The first edit with is_self_revert = True is https://en.wikipedia.org/w/index.php?diff=1075902621. This edit isn't a revert, but it was later reverted, by the same editor who made this edit. We're not interested in this - we're interested in whether the edit itself is the self-revert, i.e. this edit should be True: https://en.wikipedia.org/w/index.php?title=Dune_(2021_film)&diff=next&oldid=1075902984

Does that make sense?

Samwalton9-WMF moved this task from Done to Ready on the Moderator-Tools-Team (Kanban) board.

We decided to also proactively support German and Japanese Wikipedias since they're engaged with this project. Could you also generate the same datasets for these wikis?

@Samwalton9-WMF I have updated the Sheet with jawiki and dewiki datasets.

We chatted briefly on Slack - it turns out self-reverts were excluded from these datasets entirely.
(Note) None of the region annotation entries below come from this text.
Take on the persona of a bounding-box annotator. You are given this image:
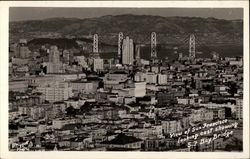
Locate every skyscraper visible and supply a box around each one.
[118,32,123,60]
[47,46,62,73]
[122,36,134,65]
[151,32,157,58]
[93,34,98,53]
[16,39,30,58]
[189,34,195,58]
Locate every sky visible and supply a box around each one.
[9,7,243,21]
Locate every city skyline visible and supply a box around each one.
[8,5,245,152]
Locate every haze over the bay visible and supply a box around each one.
[9,7,243,21]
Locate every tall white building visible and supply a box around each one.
[158,74,168,85]
[134,82,146,97]
[47,46,62,73]
[37,83,73,102]
[94,58,103,72]
[146,72,157,84]
[122,36,134,65]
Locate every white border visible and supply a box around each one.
[0,0,249,159]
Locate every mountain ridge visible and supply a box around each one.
[10,14,243,44]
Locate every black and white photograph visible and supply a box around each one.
[0,0,249,157]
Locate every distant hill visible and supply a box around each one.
[10,14,243,58]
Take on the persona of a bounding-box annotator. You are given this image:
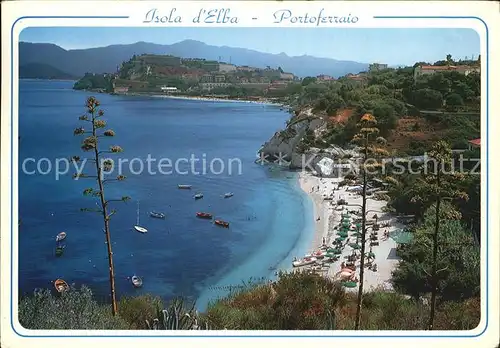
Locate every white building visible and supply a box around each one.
[219,63,236,72]
[200,82,231,91]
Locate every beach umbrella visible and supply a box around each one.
[342,281,358,288]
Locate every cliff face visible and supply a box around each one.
[259,109,325,168]
[259,109,356,175]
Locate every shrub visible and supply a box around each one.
[19,286,128,330]
[118,295,163,330]
[206,272,345,330]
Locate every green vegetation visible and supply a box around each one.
[19,63,77,80]
[286,58,481,155]
[19,287,129,330]
[73,73,113,92]
[24,55,481,330]
[19,273,481,330]
[392,203,481,302]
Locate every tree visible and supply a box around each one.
[73,97,130,315]
[19,286,128,330]
[413,88,443,109]
[302,76,316,86]
[392,202,480,301]
[446,54,454,65]
[352,113,388,330]
[406,141,468,330]
[446,93,464,111]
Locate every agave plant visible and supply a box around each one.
[146,298,209,330]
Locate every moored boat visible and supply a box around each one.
[134,201,148,233]
[54,279,69,292]
[292,257,317,267]
[56,232,66,242]
[131,275,142,288]
[56,244,65,256]
[149,211,165,219]
[214,220,229,228]
[196,212,212,219]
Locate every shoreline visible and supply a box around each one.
[292,171,404,292]
[72,88,288,108]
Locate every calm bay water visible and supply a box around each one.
[19,80,313,309]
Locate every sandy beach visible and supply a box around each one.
[297,172,402,291]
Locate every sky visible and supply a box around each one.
[19,27,480,65]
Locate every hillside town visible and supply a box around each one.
[75,54,480,97]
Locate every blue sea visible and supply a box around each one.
[19,80,313,310]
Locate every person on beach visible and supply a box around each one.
[384,230,389,240]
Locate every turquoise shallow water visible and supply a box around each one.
[19,80,313,309]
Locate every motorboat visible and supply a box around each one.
[305,250,326,259]
[214,220,229,228]
[131,275,142,288]
[196,212,212,219]
[54,279,69,292]
[149,211,165,219]
[56,232,66,242]
[292,257,317,267]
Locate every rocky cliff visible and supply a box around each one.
[258,109,355,175]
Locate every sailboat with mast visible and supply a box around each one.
[134,201,148,233]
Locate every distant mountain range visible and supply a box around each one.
[19,63,78,80]
[19,40,368,77]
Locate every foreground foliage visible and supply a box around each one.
[205,273,345,330]
[19,273,481,330]
[392,205,481,301]
[19,286,129,330]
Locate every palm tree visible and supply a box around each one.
[73,97,130,315]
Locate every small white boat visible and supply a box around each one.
[292,257,317,267]
[56,232,66,242]
[305,249,326,259]
[134,201,148,233]
[131,275,142,288]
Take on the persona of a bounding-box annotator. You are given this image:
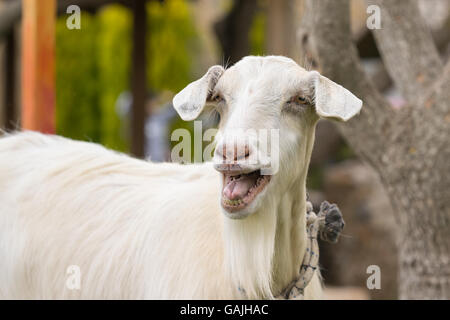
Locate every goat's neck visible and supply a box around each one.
[224,126,314,298]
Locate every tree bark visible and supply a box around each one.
[299,0,450,299]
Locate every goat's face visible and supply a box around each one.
[173,56,362,218]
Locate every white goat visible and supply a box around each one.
[0,56,362,299]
We'd rather have them in the dataset, and have Automoderator say 'No' to reverting them, rather than exclude them from the data at the outset. This isn't a blocker for v1 of testing, so no rush.

@Samwalton9-WMF @KCVelaga_WMF: It's unclear if this is done or there's more work that remains. If it is done according to the original scope but more work emerged (which seems to be the case), please resolve and create a new task for that additional work.
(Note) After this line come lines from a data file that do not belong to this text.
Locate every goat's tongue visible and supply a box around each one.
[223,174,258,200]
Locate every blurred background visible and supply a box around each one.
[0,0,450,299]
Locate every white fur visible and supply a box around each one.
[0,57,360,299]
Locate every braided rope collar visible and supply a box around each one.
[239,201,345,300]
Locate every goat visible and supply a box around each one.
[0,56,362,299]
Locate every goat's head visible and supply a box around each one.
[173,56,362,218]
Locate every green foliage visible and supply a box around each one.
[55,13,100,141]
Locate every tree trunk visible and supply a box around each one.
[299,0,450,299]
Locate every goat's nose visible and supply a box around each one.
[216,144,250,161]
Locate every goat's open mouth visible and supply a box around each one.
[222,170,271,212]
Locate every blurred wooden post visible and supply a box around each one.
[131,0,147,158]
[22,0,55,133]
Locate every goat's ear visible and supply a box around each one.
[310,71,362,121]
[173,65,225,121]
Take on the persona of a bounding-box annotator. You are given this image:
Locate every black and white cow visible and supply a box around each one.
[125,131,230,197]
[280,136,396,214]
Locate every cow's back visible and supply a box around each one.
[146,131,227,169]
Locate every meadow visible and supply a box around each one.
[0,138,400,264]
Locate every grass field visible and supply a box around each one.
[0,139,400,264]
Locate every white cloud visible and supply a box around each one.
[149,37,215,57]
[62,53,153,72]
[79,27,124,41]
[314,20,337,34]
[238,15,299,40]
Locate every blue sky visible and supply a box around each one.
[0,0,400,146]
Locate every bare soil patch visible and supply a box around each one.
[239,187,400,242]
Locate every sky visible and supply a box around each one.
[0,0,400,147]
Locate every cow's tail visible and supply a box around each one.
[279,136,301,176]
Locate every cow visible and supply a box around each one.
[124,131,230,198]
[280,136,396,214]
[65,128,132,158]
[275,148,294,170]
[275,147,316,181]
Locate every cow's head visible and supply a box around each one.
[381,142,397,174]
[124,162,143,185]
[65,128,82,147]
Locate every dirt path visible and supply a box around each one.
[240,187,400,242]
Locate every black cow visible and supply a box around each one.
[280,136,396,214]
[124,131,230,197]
mpopov triaged this task as Medium priority.Oct 26 2023, 3:52 PM
KCVelaga_WMF renamed this task from Generate datasets for Automoderator model testing to Generate datasets for Automoderator model testing for top 150 Wikipedias.Nov 13 2023, 7:26 AM
KCVelaga_WMF updated the task description. (Show Details)

It is more time efficient for me to generate in bulk rather than one each time. To start with, I will generate and store the data for top 150 Wikipedias, according to wiki comparision data.

KCVelaga_WMF raised the priority of this task from Medium to High.
KCVelaga_WMF added subscribers: Chqaz, Ponor.